私の心の叫びよりも、彼の仕事の方が大切。
「それまで、変なこと考えないで普通にしててくれる?頼むわ」
——普通にしててくれる?
私が壊れかけていることを「変なこと」と表現し、「普通に」振る舞うことを要求する。
私は、その瞬間に理解した。
——この人は、変わらない。
どれだけ私が叫んでも、泣いても、彼は自分の都合のいいようにしか解釈しない。
ここが、分岐点だった。
そして彼は、向き合わない道を選んだ。
「……分かった」
私は、静かに言った。
「おお、さすが雨音!やっぱ君は話が分かるよな」
彼は安心したように笑った。
——話が分かる。
私が「分かった」と言ったのは、彼の言い分を理解したからではない。
「もう期待しても無駄だ」と分かったからだ。
「じゃ、来週の資料チェック、よろしく!愛してるよ!」
——愛してる。
その言葉が、これほど空虚に響くなんて知らなかった。
その夜、一人になったとき。
私は、ベッドに倒れ込んだ。
涙は流れなかった。
むしろ、憑き物が落ちたように心が軽かった。
もう、頑張らなくていいんだ。
彼が私に向き合うことを放棄した瞬間、私の義務も消滅した。
スマホを取り出し、彼の連絡先の設定を開く。
『着信音:デフォルト』に変更。 『通知:オフ』に設定。
——さようなら、私の「太陽」。
あなたが輝いていたのは、私が照らしていたからだと、いつか気づく日が来るでしょう。
でもその時、私はもういない。
私は、静かに「スイッチ」を切った。
翌朝、目が覚めたとき。
スマホには三件の未読があった。
『おはよー!昨日はごめんな』 『今日も一日頑張ろう!』 『来週の資料、例の件よろしく!』
——何も分かっていない。
昨日あれだけ話したのに、また仕事の依頼。
私は、一つも返信しなかった。
——これが、静かな撤退の始まりだった。
◇ 現在 ◇
あの夜から三ヶ月。
彼は、一人でパソコンに向かっている。
資料作成に四時間かかり、プレゼンは失敗続き。
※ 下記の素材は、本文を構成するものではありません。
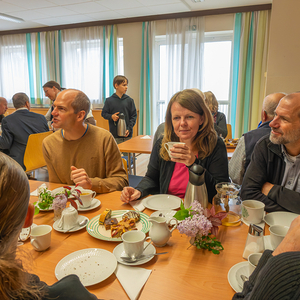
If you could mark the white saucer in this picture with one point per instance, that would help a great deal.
(232, 275)
(94, 204)
(119, 251)
(80, 218)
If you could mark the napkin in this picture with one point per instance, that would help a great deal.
(137, 205)
(132, 279)
(36, 192)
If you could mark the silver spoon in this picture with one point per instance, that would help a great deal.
(82, 223)
(134, 259)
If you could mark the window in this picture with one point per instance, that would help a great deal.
(216, 75)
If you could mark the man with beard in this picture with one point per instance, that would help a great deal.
(273, 173)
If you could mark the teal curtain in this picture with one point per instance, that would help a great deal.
(248, 68)
(145, 82)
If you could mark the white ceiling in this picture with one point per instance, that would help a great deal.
(42, 13)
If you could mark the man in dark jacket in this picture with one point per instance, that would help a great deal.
(273, 175)
(242, 154)
(17, 127)
(118, 103)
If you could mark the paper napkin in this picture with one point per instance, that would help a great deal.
(137, 205)
(132, 279)
(36, 193)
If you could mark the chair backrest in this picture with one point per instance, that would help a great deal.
(125, 166)
(229, 132)
(33, 157)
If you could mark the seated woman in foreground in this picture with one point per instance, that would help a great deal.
(189, 121)
(15, 282)
(277, 274)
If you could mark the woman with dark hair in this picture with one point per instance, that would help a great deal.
(51, 90)
(189, 121)
(218, 117)
(15, 282)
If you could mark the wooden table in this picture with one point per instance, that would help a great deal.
(136, 145)
(184, 273)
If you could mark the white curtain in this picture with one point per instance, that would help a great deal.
(184, 52)
(13, 65)
(82, 60)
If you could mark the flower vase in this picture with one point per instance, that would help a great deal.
(57, 213)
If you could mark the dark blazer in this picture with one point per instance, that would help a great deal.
(16, 129)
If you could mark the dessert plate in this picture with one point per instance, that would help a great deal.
(80, 219)
(232, 279)
(98, 231)
(90, 265)
(280, 218)
(162, 202)
(119, 251)
(95, 203)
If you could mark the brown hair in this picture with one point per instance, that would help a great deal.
(211, 102)
(119, 79)
(206, 138)
(14, 198)
(52, 84)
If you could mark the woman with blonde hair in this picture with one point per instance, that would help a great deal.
(218, 117)
(188, 121)
(15, 282)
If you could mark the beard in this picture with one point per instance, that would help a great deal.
(285, 138)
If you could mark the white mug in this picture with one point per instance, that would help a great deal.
(170, 145)
(86, 197)
(40, 237)
(133, 242)
(69, 218)
(277, 234)
(253, 260)
(253, 211)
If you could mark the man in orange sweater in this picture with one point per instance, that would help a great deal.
(79, 153)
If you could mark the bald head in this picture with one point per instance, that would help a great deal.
(3, 106)
(269, 105)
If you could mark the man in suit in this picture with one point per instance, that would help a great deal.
(3, 108)
(17, 127)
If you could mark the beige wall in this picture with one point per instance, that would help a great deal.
(283, 73)
(132, 41)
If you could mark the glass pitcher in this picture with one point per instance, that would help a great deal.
(227, 200)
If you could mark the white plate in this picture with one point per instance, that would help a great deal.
(99, 232)
(80, 218)
(25, 233)
(90, 265)
(162, 202)
(232, 276)
(94, 204)
(119, 251)
(280, 218)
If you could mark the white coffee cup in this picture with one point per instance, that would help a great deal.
(253, 211)
(253, 260)
(277, 234)
(69, 218)
(170, 145)
(40, 237)
(86, 197)
(133, 242)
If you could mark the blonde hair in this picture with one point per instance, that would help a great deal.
(211, 101)
(206, 138)
(14, 198)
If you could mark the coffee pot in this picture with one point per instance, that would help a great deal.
(121, 125)
(196, 188)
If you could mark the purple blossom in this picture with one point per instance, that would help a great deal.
(195, 225)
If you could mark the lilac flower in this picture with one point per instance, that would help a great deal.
(195, 225)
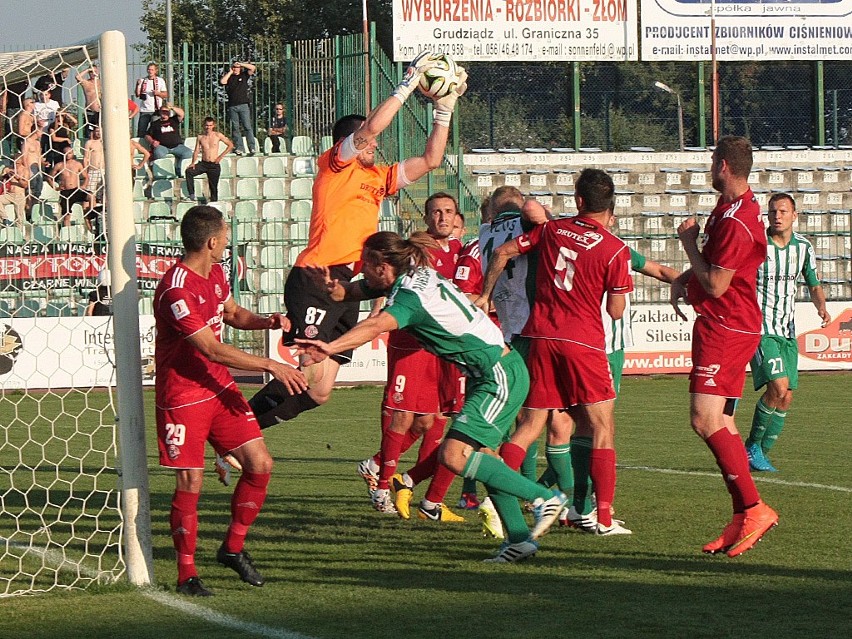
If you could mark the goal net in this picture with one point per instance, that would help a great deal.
(68, 474)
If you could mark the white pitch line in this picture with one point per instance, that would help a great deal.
(219, 618)
(166, 599)
(765, 480)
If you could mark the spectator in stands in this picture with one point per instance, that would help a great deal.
(90, 81)
(12, 188)
(237, 85)
(26, 123)
(151, 93)
(208, 144)
(72, 181)
(60, 138)
(165, 138)
(277, 127)
(100, 299)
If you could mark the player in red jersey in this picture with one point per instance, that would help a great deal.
(420, 389)
(579, 262)
(722, 287)
(348, 190)
(197, 399)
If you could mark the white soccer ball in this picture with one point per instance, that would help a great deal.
(441, 79)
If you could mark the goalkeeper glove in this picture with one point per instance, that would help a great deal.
(413, 74)
(444, 106)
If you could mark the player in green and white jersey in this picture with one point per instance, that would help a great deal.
(447, 324)
(775, 364)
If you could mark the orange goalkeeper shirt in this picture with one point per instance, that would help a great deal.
(345, 212)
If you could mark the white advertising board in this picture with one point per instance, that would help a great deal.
(516, 30)
(759, 30)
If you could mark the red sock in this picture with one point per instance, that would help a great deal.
(391, 450)
(602, 472)
(440, 484)
(432, 438)
(513, 455)
(729, 451)
(425, 469)
(184, 524)
(246, 503)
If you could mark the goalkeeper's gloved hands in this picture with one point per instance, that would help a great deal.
(444, 106)
(412, 76)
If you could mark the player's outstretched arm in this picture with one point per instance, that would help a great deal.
(214, 350)
(362, 333)
(496, 266)
(818, 299)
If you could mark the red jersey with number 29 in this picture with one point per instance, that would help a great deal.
(184, 304)
(735, 240)
(579, 261)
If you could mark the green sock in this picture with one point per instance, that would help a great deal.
(514, 525)
(581, 462)
(548, 477)
(469, 486)
(559, 459)
(495, 474)
(759, 422)
(776, 425)
(529, 468)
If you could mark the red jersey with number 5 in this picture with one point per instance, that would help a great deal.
(579, 262)
(735, 240)
(184, 304)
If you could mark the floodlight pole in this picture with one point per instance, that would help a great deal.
(668, 89)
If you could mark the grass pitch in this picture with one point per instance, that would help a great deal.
(336, 568)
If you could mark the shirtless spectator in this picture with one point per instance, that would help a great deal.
(12, 188)
(72, 181)
(208, 145)
(26, 122)
(93, 160)
(90, 81)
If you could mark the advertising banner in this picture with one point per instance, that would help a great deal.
(759, 30)
(516, 30)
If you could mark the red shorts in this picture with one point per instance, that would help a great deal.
(564, 374)
(719, 358)
(414, 381)
(452, 388)
(226, 421)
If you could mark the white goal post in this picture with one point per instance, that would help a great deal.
(74, 498)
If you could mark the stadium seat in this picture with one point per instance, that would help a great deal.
(272, 281)
(272, 257)
(274, 232)
(304, 166)
(159, 210)
(275, 166)
(302, 145)
(274, 210)
(248, 189)
(246, 211)
(164, 168)
(300, 210)
(302, 188)
(162, 190)
(248, 167)
(274, 189)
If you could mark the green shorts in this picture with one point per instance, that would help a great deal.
(492, 402)
(616, 365)
(776, 357)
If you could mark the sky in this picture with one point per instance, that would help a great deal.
(33, 24)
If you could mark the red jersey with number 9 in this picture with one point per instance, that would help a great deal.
(184, 304)
(579, 261)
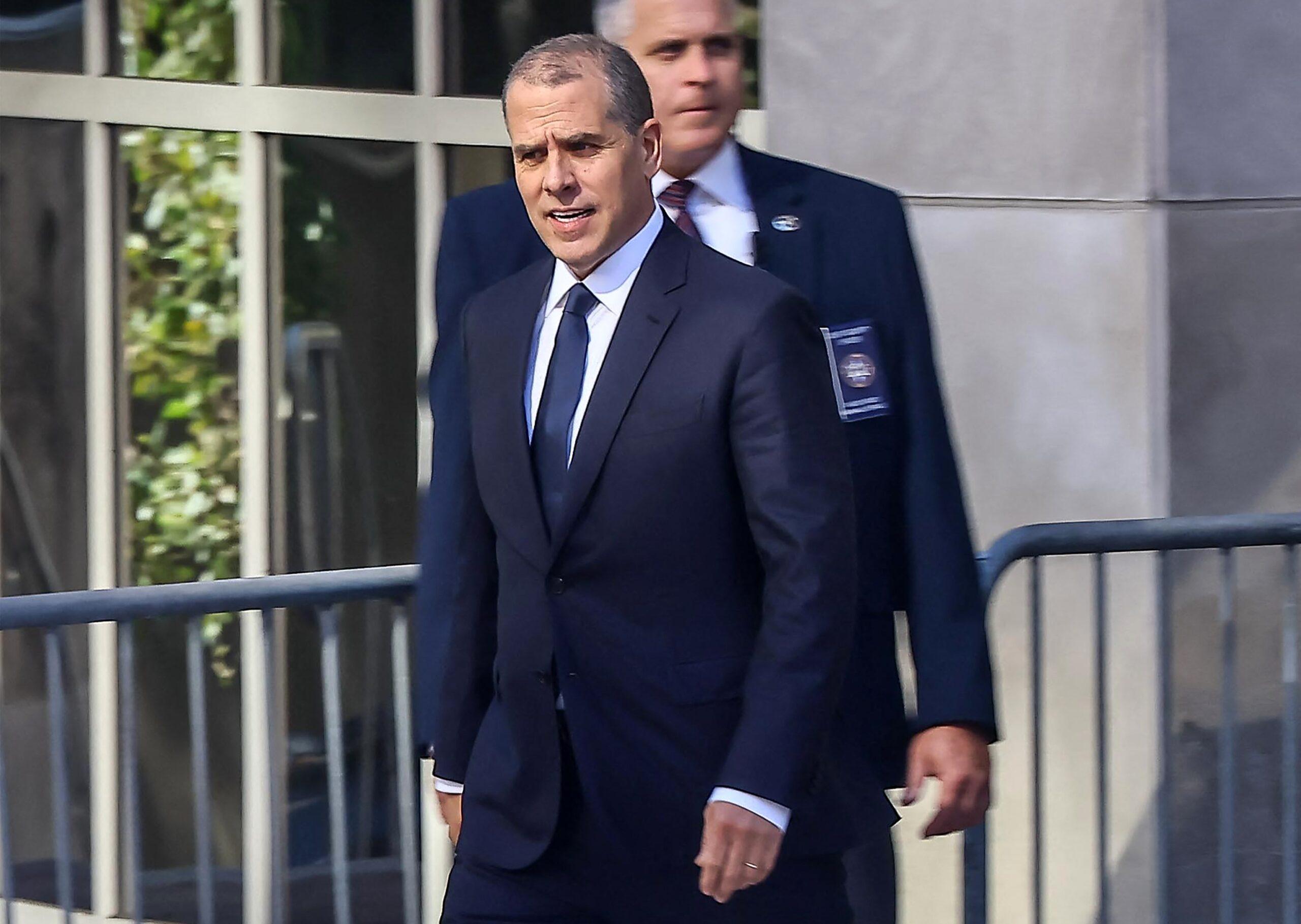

人は離れ、評価は下がった。
私がいない世界で、彼は初めて「自分の実力」を知った。
同僚が心配そうに声をかけるが、彼は気づいていない。
自分が何を失ったのか、まだ理解していない。
私は、新しいプロジェクトチームで働いている。
「雨宮さんの分析、いつも的確ですね」
「ありがとうございます」
ここでは、私は「便利なAI」ではない。
一人の人間として、評価され、感謝され、大切にされている。
——私は、彼を壊したわけじゃない。
ただ、照らす役をやめただけだ。
それだけで、彼の世界は暗くなった。
そして私の世界は、明るくなった。